Information-Theoretic Action Selection

Updated 15 December 2025

Information-Theoretic Action Selection is a framework where agents optimize criteria such as expected information gain and mutual information alongside utility to balance exploration and exploitation.
It integrates methodologies from bandit learning, reinforcement learning, Bayesian planning, and active inference to derive formal exploration-exploitation strategies with practical regret bounds.
The approach has broad applications in decentralized multi-agent systems and robotic perception, employing techniques like negative entropy rewards and submodular selection for efficient decision-making.
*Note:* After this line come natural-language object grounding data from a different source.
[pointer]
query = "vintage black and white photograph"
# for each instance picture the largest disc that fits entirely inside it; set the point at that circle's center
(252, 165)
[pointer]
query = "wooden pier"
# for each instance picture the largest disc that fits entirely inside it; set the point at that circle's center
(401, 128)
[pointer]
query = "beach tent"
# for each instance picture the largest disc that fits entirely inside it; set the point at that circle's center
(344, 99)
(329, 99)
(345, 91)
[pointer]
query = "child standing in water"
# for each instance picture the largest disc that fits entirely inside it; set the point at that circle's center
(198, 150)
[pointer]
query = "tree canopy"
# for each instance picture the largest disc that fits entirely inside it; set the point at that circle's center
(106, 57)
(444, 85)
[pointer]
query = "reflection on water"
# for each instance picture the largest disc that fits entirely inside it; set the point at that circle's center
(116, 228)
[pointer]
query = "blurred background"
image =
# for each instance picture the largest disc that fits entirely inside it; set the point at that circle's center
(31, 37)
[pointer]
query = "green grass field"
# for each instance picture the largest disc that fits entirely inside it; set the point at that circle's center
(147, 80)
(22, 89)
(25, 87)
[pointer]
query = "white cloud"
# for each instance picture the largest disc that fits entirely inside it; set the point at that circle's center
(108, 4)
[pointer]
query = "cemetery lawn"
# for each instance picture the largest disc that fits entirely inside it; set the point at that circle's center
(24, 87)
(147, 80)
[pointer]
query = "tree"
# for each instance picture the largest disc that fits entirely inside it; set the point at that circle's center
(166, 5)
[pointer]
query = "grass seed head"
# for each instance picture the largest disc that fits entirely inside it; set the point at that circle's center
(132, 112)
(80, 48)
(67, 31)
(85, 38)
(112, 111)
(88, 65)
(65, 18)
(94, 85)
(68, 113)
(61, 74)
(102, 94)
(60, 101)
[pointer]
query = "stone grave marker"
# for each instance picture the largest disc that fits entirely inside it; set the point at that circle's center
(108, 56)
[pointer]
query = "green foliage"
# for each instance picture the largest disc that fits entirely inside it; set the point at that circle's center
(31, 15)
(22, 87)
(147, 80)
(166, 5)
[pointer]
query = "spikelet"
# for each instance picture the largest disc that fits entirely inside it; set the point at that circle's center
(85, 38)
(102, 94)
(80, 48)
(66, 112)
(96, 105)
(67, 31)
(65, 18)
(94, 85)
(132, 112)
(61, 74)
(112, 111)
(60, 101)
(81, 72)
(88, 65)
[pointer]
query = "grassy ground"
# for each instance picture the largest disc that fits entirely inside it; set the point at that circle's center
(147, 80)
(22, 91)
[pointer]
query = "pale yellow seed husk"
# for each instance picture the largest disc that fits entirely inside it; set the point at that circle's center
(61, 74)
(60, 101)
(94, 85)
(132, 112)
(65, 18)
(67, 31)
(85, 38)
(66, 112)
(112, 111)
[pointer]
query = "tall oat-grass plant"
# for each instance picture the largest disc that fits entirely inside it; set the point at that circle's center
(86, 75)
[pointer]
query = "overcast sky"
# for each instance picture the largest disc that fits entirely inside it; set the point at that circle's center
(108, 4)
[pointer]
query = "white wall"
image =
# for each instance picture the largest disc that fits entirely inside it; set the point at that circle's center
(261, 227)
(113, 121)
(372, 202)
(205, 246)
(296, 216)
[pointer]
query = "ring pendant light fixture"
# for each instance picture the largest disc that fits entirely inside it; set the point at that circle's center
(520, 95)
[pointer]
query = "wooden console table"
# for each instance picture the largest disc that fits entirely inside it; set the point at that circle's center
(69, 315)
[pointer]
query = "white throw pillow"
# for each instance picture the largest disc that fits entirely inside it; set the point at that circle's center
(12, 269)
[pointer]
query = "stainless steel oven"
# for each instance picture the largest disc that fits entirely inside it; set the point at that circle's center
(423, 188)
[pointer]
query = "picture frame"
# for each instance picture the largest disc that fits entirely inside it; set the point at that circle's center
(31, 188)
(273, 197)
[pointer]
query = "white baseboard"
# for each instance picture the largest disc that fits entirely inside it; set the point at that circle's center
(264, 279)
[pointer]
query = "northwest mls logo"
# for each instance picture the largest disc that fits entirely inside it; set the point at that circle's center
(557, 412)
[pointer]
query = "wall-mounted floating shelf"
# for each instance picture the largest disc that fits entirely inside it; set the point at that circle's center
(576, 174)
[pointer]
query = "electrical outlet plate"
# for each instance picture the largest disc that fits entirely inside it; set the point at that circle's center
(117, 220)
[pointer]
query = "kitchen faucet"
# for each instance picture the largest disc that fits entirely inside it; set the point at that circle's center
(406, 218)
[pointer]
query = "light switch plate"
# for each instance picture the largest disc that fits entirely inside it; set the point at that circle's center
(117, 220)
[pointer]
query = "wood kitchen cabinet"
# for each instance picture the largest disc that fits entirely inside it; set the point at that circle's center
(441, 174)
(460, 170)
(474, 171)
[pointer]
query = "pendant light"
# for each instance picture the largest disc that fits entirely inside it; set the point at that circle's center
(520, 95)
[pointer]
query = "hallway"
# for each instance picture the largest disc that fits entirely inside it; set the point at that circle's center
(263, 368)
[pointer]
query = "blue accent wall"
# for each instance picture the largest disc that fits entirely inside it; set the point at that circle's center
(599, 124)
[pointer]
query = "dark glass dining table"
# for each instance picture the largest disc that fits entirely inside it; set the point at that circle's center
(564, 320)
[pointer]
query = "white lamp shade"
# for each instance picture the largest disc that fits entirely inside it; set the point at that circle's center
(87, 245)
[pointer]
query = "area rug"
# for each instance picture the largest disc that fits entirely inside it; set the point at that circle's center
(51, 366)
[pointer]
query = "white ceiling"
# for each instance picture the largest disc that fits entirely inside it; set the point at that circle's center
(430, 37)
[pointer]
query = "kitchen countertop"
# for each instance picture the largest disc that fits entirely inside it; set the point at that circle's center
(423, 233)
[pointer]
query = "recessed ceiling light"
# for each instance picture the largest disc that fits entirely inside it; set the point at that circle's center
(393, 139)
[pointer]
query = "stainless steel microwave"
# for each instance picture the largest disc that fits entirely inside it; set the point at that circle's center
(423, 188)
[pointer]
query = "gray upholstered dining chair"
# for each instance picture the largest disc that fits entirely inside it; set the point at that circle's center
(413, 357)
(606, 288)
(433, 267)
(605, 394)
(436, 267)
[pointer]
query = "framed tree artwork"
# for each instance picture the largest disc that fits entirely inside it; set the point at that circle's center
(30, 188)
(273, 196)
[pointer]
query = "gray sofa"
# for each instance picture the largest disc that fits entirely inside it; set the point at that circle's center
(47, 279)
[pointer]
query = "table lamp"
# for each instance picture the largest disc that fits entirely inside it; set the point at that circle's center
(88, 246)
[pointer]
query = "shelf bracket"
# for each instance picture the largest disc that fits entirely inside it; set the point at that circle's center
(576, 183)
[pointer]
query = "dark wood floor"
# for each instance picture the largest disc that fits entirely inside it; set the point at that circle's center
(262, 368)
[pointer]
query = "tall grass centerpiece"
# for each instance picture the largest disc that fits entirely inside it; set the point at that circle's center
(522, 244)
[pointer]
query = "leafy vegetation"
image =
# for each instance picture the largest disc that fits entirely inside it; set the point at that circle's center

Information-theoretic action selection refers to algorithms and theoretical frameworks in which agents choose actions by explicitly optimizing information-theoretic criteria—such as expected information gain, mutual information, or rate-distortion—either alone, or in combination with classical utility. This paradigm encompasses action selection for exploration, Bayesian experimental design, model-based active inference, decentralized perception, and multi-agent coordination. Research from bandit learning, reinforcement learning, Bayesian planning, and robot perception all converge on the use of these metrics to formally balance epistemic (exploratory, uncertainty-reducing) and pragmatic (reward-seeking) objectives.

1. Fundamental Criteria: Information Gain, Mutual Information, and Expected Free Energy

Information-theoretic action selection is anchored in the maximization of information gain, typically expressed as reductions in uncertainty (entropy) about latent variables of interest. For a system with latent state variable $s$ and observable outcome $o$ under a candidate policy $\pi$ , the expected free energy framework provides a unified formalism:

$G(\pi) = \mathbb{E}_{Q(o,s|\pi)} [\ln Q(s|\pi) - \ln P(o,s)]$

This admits several equivalent decompositions:

Risk + Ambiguity:

$G(\pi) = D_{KL}[Q(s|\pi)\|P(s)] + \mathbb{E}_{Q(s|\pi)} \left[ H[P(o|s)] \right]$

where the first term penalizes deviation from preferred states and the second captures expected outcome entropy (ambiguity).

Expected Utility – Information Gain:

$G(\pi) = -\mathbb{E}_{Q(o|\pi)} [\ln P(o)] - \mathbb{E}_{Q(o,s|\pi)} \left[ \ln \frac{Q(s|o,\pi)}{Q(s|\pi)} \right]$

The first term corresponds to extrinsic value (expected utility), while the second is the expected information gain (intrinsic epistemic value).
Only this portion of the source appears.